In deze uitspraak beoordeelt de Rechtbank Den Haag het beroep van eiseres tegen het niet in behandeling nemen van haar aanvraag voor een verblijfsvergunning asiel voor bepaalde tijd. De staatssecretaris van Justitie en Veiligheid had de aanvraag op 23 april 2024 niet in behandeling genomen, omdat Frankrijk verantwoordelijk zou zijn voor de aanvraag. De rechtbank heeft het beroep op 27 mei 2024 behandeld, waarbij eiseres en haar gemachtigde aanwezig waren, evenals de gemachtigde van de staatssecretaris en een tolk.
De rechtbank oordeelt dat de staatssecretaris niet voldoende heeft gemotiveerd dat er geen sprake is van bijzondere, individuele omstandigheden die van onevenredige hardheid getuigen, zoals bedoeld in artikel 17 van de Dublinverordening. Eiseres voerde aan dat de overdracht aan Frankrijk haar en haar moeder zou scheiden, wat ernstige gevolgen zou hebben voor de gezondheid van haar moeder, die afhankelijk is van eiseres als mantelzorger. De rechtbank concludeert dat de staatssecretaris de bijzondere omstandigheden van de situatie van eiseres en haar moeder niet in zijn overwegingen heeft meegenomen.

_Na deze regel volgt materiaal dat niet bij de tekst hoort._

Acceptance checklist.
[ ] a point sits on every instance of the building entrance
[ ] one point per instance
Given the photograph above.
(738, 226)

De rechtbank verklaart het beroep gegrond, vernietigt het bestreden besluit en draagt de staatssecretaris op om binnen de wettelijke termijn een nieuw besluit te nemen op de aanvraag van eiseres, met inachtneming van deze uitspraak. Tevens wordt de staatssecretaris veroordeeld tot vergoeding van de proceskosten van eiseres, vastgesteld op € 1.750,-.